Being american is one of those "unconscious privileage" things. It doesn't mean you are better than anyone else but it does mean that until very recently you get the cool comics, the big movies and TV shows before anyone else. Hell, some of the best known american TV shows have never been shown in the UK at all (I have never seen Gilligan's Island), and the ones that did turn up did so often years after they were first broadcast in the States.
Before comics were confined to specialist shops you could find them at selected newsagents (that's news stands to americans), but you never even knew if you would get to see the same titles two months in a row.
It's all different now. UK comics shops get the same selection as the USA only a day later, and if TV isn't broadcast here fast enough, who cares? We can download it the day after it appears in the US and get it on DVD within six months. Movies can still take a few months to roll around, but the pressure is on to minimise the time lag - at least to get it out before the american DVD release.
Even so, there's a lot of stored up resentment there. So anytime we get to see something before you guys, be it the season finale of Babylon 5, the climactic battle between the Daleks and the Cybermen, or the final race of Oban Star Racers (I know who wins! I know who wins!), I can't resist the urge to rub your faces in it.
Nyah nyah!
3 comments:
This reminds me of the time when they showed the episodes of Teen Titans Season 4...somewhere else before showing them in America. I had to avoid the Internet, until I realized that I wouldn't be able to see a few eps. So I downloaded them.
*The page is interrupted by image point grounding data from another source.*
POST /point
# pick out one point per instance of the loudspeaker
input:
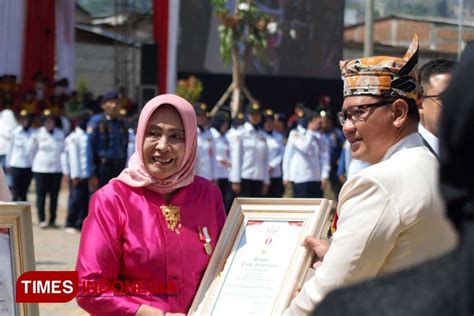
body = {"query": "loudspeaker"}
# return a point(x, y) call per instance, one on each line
point(149, 64)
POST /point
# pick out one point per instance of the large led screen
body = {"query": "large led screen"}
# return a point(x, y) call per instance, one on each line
point(306, 39)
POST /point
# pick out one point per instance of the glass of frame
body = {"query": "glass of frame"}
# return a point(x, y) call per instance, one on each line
point(16, 255)
point(259, 261)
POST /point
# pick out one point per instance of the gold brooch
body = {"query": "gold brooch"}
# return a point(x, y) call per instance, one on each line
point(172, 216)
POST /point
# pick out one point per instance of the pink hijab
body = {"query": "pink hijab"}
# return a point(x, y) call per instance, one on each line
point(137, 175)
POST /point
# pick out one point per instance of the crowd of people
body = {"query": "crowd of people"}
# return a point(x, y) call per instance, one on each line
point(164, 200)
point(49, 132)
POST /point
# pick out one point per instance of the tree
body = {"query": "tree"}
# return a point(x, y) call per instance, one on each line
point(242, 34)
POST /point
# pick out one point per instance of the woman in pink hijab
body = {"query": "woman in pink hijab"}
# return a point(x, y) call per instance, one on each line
point(150, 232)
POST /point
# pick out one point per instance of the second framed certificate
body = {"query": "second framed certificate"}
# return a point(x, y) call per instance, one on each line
point(259, 260)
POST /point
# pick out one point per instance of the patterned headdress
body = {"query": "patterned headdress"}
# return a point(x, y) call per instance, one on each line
point(383, 75)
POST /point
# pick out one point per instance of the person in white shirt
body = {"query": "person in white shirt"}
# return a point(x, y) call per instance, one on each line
point(4, 191)
point(18, 160)
point(390, 214)
point(7, 124)
point(306, 158)
point(206, 147)
point(276, 148)
point(220, 124)
point(435, 77)
point(76, 163)
point(249, 157)
point(46, 146)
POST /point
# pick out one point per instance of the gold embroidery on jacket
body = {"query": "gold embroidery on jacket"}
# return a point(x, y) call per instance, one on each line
point(172, 216)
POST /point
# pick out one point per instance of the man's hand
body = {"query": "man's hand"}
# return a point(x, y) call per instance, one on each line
point(319, 246)
point(324, 184)
point(93, 183)
point(236, 188)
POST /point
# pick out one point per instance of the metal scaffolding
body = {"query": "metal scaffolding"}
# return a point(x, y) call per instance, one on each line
point(124, 55)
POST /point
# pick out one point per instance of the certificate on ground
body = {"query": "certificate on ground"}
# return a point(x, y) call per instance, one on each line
point(259, 261)
point(258, 267)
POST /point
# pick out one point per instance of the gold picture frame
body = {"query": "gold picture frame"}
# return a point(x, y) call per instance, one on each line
point(16, 243)
point(259, 260)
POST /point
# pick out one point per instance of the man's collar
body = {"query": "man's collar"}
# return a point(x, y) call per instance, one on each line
point(430, 138)
point(412, 140)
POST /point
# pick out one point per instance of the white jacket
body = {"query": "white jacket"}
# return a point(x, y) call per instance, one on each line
point(391, 217)
point(46, 149)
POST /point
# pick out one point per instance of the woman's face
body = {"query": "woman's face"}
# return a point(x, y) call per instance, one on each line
point(49, 123)
point(163, 146)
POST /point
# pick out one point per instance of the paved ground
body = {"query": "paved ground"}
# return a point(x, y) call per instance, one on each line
point(55, 250)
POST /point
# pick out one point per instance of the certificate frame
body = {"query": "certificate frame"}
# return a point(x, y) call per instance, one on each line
point(314, 213)
point(16, 219)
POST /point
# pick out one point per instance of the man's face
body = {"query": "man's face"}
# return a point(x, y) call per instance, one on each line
point(111, 108)
point(202, 120)
point(431, 105)
point(372, 136)
point(255, 117)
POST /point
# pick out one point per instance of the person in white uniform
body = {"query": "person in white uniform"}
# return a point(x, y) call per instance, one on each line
point(46, 146)
point(249, 157)
point(18, 160)
point(7, 124)
point(206, 147)
point(306, 158)
point(76, 163)
point(276, 148)
point(391, 215)
point(435, 77)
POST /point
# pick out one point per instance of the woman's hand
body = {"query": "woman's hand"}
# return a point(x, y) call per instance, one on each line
point(319, 246)
point(147, 310)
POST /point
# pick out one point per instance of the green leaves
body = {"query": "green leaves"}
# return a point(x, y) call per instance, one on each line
point(247, 29)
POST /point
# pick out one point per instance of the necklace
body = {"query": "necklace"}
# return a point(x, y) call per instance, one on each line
point(172, 217)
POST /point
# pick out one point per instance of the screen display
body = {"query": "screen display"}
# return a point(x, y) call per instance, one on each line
point(305, 39)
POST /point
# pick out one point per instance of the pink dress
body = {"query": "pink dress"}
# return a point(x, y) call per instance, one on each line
point(125, 237)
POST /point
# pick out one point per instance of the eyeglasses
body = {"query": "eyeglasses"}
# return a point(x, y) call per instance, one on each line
point(436, 99)
point(359, 112)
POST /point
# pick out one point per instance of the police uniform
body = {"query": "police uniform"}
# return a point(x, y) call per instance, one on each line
point(206, 148)
point(77, 164)
point(249, 158)
point(46, 147)
point(109, 139)
point(19, 162)
point(222, 159)
point(305, 162)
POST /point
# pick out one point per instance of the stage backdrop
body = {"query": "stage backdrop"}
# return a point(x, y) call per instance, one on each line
point(307, 42)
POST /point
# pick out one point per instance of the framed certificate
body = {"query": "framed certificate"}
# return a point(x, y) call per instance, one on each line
point(259, 261)
point(16, 255)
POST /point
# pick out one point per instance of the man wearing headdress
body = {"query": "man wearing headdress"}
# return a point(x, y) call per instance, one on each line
point(390, 214)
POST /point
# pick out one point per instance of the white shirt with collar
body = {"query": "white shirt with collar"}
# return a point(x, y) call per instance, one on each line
point(391, 217)
point(306, 157)
point(222, 154)
point(430, 138)
point(249, 155)
point(5, 195)
point(18, 156)
point(7, 124)
point(46, 149)
point(276, 148)
point(206, 155)
point(76, 160)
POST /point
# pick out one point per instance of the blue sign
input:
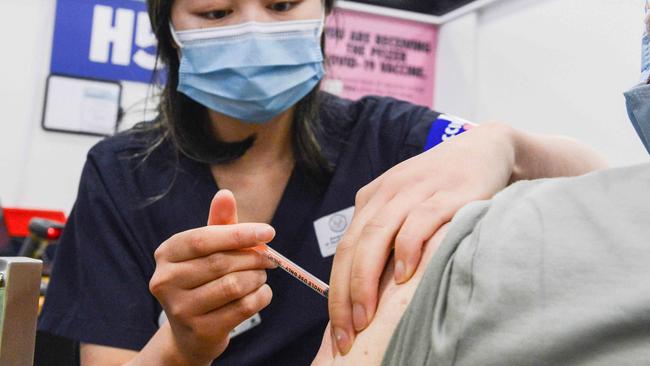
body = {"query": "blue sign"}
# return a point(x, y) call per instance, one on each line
point(103, 39)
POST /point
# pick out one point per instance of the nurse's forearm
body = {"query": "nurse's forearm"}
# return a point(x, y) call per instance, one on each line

Still, don't Americans get the better deal on video games?
And on an entirely unrelated note, did you buy Manhunter?
You're so mean! :)
I hear what you're saying. I grew up as an obsessive fan of British music and movies and especially British comedy well before there was cable television or anything called "BBC America" let alone websites to clue me in on the latest stuff happening across the pond. Occasionally I could get an NME or some random British magazine full of context-free references to bands and tv shows and comedians I'd never heard of before and could only wonder if these things would be glorious life-changing experiences or huge letdowns. "Who is this Alexei Sayle of whom the sages speak?" I might ask, or "Is Eddie Izzard truly the promised one who will bring balance to the Force?" The lack of comprehensive information made these things even more tantalizing and mysterious and appealing. So did the lack of anyone else knowing what I was talking about -- see Bush, Kate for a prime example.
So I know that while it may be easy for me to say you're missing absolutely nothing by never having seen Gilligan's Island, not being able to see it for yourself makes that feel hollow. So please, by all means, gloat away!